I also push my wrist forward a bit more, but not uncomfortably so. Just enough so that I can arch my hand over top of the fretboard the way a pianist would over the keys. This also seems to help me stretch a tad farther and provides a little more agility should I need to move around quickly at any point. I'll often switch back and forth between varying degrees of this approach and other more "relaxed" left hand techniques (not arching so much and just letting my finger rest against the board instead) depending on what I need at the time.

Maybe try giving some of those a go on your SR and see if they work for you?


----------



## TheUnvanquished (Apr 23, 2013)

Harden up Nancy  

And yeah a buddy of mine, who used to take lessons from Victor Wooten's bass tech, Anthony Wellington, kinda helped point out flaws in my technique recently. Thanks everyone. You guys didn't beat me up too bad. You kinda got me in the spirit to dust off my Ibanez SR and give the longer scale neck a shot.


----------



## TheEmptyCell (Apr 23, 2013)

It may help you to shift the bass over to the right when you're playing. Installing a strap button on the back of the body (basically the opposite side of the bridge) will help do this automatically when you're playing with a strap.


----------



## imprinted (Apr 24, 2013)

TheUnvanquished said:


> Harden up Nancy
> 
> And yeah a buddy of mine, who used to take lessons from Victor Wooten's bass tech, Anthony Wellington, kinda helped point out flaws in my technique recently. Thanks everyone. You guys didn't beat me up too bad. You kinda got me in the spirit to dust off my Ibanez SR and give the longer scale neck a shot.



You won't regret it!

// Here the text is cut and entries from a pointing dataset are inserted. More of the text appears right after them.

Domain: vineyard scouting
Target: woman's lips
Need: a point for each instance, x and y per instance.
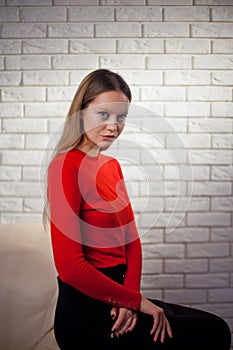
(108, 137)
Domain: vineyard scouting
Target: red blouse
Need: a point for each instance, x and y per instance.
(92, 226)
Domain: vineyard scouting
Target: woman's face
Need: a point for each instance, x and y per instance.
(104, 120)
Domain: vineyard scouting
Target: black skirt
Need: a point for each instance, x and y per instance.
(82, 322)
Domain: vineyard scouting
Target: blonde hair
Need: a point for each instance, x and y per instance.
(95, 83)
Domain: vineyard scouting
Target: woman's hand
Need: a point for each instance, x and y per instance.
(125, 321)
(161, 326)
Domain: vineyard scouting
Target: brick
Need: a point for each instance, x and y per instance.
(1, 63)
(11, 141)
(207, 250)
(186, 172)
(211, 188)
(186, 14)
(162, 125)
(224, 172)
(22, 217)
(188, 235)
(222, 46)
(213, 93)
(213, 62)
(43, 78)
(187, 46)
(163, 93)
(55, 124)
(163, 156)
(38, 141)
(151, 236)
(19, 189)
(210, 125)
(222, 78)
(9, 15)
(29, 2)
(187, 109)
(11, 204)
(222, 109)
(118, 30)
(23, 30)
(170, 2)
(43, 14)
(219, 234)
(8, 46)
(23, 94)
(45, 110)
(142, 77)
(223, 141)
(10, 173)
(169, 62)
(213, 2)
(206, 280)
(145, 13)
(27, 62)
(40, 46)
(96, 46)
(121, 2)
(189, 141)
(74, 62)
(221, 265)
(212, 30)
(185, 296)
(162, 281)
(147, 204)
(221, 295)
(222, 14)
(140, 46)
(10, 79)
(185, 204)
(61, 94)
(21, 157)
(222, 203)
(187, 78)
(24, 125)
(74, 2)
(152, 266)
(165, 30)
(169, 221)
(31, 173)
(122, 62)
(186, 266)
(91, 14)
(70, 30)
(33, 205)
(208, 219)
(12, 110)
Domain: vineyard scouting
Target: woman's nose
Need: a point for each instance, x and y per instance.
(112, 123)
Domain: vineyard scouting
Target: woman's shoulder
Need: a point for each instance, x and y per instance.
(72, 157)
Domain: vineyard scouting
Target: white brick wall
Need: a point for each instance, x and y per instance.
(177, 55)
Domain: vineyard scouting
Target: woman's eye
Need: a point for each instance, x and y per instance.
(121, 118)
(104, 115)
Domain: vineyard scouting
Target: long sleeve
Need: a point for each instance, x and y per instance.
(65, 200)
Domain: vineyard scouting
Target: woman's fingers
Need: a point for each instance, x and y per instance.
(161, 327)
(126, 321)
(113, 312)
(168, 328)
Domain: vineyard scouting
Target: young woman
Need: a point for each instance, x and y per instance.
(96, 246)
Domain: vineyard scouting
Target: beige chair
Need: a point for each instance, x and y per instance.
(28, 288)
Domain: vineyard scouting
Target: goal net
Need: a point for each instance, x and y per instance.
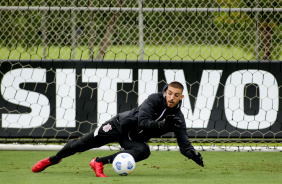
(68, 66)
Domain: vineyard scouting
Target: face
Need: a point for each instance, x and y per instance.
(173, 96)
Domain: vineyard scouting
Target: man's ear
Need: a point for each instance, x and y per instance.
(164, 93)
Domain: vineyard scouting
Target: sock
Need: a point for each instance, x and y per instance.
(107, 159)
(54, 159)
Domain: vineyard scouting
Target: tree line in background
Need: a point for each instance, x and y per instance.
(249, 30)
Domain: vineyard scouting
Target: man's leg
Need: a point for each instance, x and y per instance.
(139, 151)
(102, 135)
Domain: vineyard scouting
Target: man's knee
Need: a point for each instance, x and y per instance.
(143, 152)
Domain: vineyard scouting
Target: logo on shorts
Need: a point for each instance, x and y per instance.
(107, 127)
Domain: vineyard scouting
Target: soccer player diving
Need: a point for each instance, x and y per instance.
(159, 114)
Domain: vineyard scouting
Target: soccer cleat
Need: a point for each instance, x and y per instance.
(97, 168)
(42, 164)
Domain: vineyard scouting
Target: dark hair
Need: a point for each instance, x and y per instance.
(176, 84)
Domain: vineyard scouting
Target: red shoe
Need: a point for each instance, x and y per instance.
(97, 167)
(42, 164)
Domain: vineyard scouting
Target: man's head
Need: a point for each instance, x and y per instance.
(173, 94)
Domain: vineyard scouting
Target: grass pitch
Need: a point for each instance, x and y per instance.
(160, 167)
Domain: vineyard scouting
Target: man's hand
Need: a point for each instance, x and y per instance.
(196, 157)
(171, 122)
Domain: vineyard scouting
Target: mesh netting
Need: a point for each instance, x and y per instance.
(87, 31)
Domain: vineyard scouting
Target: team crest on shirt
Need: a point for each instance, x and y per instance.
(107, 127)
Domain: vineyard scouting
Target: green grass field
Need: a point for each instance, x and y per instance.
(126, 52)
(160, 167)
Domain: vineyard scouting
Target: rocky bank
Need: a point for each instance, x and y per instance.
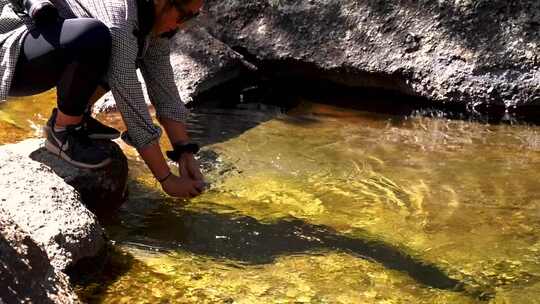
(470, 53)
(45, 224)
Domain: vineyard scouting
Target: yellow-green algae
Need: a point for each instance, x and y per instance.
(460, 195)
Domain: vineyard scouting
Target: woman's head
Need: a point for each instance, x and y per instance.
(172, 14)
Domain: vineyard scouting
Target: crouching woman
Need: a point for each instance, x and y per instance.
(90, 47)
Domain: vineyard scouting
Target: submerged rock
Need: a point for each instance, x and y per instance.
(44, 205)
(26, 273)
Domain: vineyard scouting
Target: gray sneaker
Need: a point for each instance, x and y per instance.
(74, 146)
(92, 127)
(97, 130)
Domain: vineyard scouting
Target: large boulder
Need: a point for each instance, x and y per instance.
(466, 52)
(44, 205)
(26, 275)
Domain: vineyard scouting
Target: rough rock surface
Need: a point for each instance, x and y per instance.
(459, 52)
(26, 275)
(101, 190)
(449, 51)
(51, 211)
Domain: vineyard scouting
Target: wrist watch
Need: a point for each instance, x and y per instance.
(180, 148)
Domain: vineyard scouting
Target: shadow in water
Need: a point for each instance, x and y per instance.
(246, 240)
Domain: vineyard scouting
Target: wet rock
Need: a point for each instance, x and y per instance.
(199, 62)
(26, 273)
(446, 51)
(39, 201)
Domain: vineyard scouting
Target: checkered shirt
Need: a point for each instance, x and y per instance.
(121, 18)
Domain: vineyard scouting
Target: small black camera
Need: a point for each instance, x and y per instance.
(41, 11)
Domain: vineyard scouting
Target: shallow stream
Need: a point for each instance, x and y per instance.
(321, 204)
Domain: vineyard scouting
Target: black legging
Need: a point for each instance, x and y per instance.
(72, 54)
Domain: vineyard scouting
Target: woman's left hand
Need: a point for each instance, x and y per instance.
(189, 166)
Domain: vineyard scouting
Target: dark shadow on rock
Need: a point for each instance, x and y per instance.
(102, 190)
(246, 240)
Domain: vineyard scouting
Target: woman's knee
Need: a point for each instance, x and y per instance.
(88, 35)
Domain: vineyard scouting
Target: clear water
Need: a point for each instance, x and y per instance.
(328, 205)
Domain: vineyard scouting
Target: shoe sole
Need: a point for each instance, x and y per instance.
(56, 151)
(91, 136)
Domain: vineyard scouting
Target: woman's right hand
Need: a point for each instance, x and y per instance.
(182, 187)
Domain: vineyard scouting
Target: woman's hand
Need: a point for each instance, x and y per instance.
(189, 167)
(182, 187)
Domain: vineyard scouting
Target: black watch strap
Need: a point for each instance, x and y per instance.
(180, 149)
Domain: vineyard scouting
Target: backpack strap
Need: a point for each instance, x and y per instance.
(146, 20)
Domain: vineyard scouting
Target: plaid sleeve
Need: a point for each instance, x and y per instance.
(127, 90)
(159, 77)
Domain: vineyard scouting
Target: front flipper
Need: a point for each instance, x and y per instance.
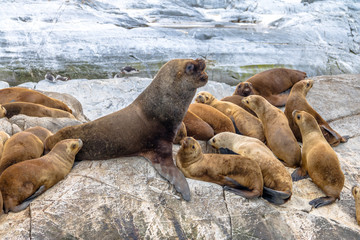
(322, 201)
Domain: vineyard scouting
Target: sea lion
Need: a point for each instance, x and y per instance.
(297, 101)
(18, 94)
(356, 193)
(239, 174)
(318, 160)
(147, 127)
(196, 127)
(216, 119)
(34, 110)
(275, 175)
(19, 182)
(271, 84)
(246, 123)
(20, 147)
(279, 136)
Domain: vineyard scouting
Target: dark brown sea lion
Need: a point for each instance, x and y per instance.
(318, 160)
(279, 136)
(271, 84)
(240, 174)
(297, 101)
(18, 94)
(147, 127)
(22, 182)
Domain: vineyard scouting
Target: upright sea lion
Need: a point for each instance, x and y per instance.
(274, 173)
(271, 84)
(297, 101)
(18, 94)
(246, 123)
(34, 109)
(216, 119)
(240, 174)
(147, 127)
(19, 182)
(196, 127)
(279, 136)
(318, 160)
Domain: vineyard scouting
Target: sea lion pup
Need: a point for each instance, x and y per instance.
(318, 160)
(20, 147)
(216, 119)
(279, 136)
(196, 127)
(271, 84)
(275, 175)
(297, 101)
(239, 174)
(19, 182)
(34, 110)
(147, 127)
(356, 193)
(246, 123)
(18, 94)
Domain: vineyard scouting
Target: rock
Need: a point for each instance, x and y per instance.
(125, 198)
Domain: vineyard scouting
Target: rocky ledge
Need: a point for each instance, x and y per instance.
(125, 198)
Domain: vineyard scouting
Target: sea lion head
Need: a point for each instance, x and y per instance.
(244, 89)
(204, 97)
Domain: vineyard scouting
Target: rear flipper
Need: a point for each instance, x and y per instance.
(322, 201)
(27, 201)
(275, 197)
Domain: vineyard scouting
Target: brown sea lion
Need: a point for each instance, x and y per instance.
(246, 123)
(20, 147)
(22, 182)
(297, 101)
(319, 160)
(18, 94)
(356, 193)
(196, 127)
(275, 175)
(239, 174)
(147, 127)
(216, 119)
(271, 84)
(279, 136)
(34, 109)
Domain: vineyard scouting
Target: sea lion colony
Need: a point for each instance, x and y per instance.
(167, 117)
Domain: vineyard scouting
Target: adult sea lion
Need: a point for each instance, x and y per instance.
(246, 123)
(319, 160)
(279, 136)
(22, 182)
(239, 174)
(275, 175)
(271, 84)
(18, 94)
(147, 126)
(297, 101)
(216, 119)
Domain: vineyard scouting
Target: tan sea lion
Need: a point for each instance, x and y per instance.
(318, 160)
(275, 175)
(246, 123)
(147, 127)
(34, 109)
(196, 127)
(18, 94)
(239, 174)
(216, 119)
(279, 136)
(297, 101)
(271, 84)
(356, 193)
(22, 182)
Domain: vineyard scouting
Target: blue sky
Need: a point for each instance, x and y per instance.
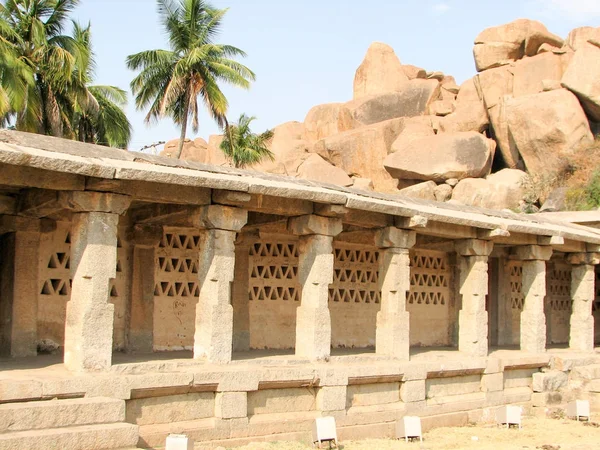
(305, 53)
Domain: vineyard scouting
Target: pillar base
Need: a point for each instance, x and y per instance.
(473, 333)
(582, 334)
(393, 336)
(313, 333)
(214, 331)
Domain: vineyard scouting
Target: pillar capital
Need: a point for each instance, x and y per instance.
(144, 235)
(392, 237)
(474, 247)
(532, 253)
(313, 224)
(221, 217)
(578, 259)
(88, 201)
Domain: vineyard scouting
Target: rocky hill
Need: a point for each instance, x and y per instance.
(534, 102)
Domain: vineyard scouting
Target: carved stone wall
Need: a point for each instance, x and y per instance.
(429, 298)
(274, 292)
(176, 289)
(558, 304)
(354, 295)
(55, 286)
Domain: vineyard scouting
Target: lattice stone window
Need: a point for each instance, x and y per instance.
(355, 274)
(516, 284)
(273, 271)
(429, 278)
(177, 259)
(559, 288)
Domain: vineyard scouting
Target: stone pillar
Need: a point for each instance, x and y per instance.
(315, 274)
(473, 318)
(583, 294)
(19, 289)
(533, 319)
(213, 336)
(240, 296)
(145, 240)
(393, 326)
(90, 316)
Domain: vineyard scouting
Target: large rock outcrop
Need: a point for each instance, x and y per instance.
(502, 190)
(413, 99)
(326, 120)
(361, 152)
(443, 156)
(546, 127)
(380, 72)
(582, 77)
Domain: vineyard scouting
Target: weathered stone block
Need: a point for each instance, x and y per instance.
(412, 391)
(231, 405)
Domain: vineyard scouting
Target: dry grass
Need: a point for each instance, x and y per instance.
(544, 434)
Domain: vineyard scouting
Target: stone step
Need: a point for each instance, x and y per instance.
(88, 437)
(60, 413)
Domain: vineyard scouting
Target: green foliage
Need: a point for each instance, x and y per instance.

Once you've got yourself settled you'll notice that you'll start automatically adjusting from Guitar to Bass and back again.


----------



## Konfyouzd (Apr 25, 2013)

^This... 

I really really didn't think I was going to be down with playing bass at first due to the size and the fact that the strings were ass raping my fingers. After a little while now I'm playing an even bigger bass than I started on (35"--somehow the even larger scale is now more comfortable...?) and still feel like a 28.625" guitar is too big...


----------



## r3tr0sp3ct1v3 (Apr 25, 2013)

Brice HXB-406 3/4 Black Quilt Short Scale - RondoMusic.com

I have been thinking of getting one of these and tuning it up. I think the only way you could get that tuning ona short scale would be to tune up? Correct me if I am wrong


----------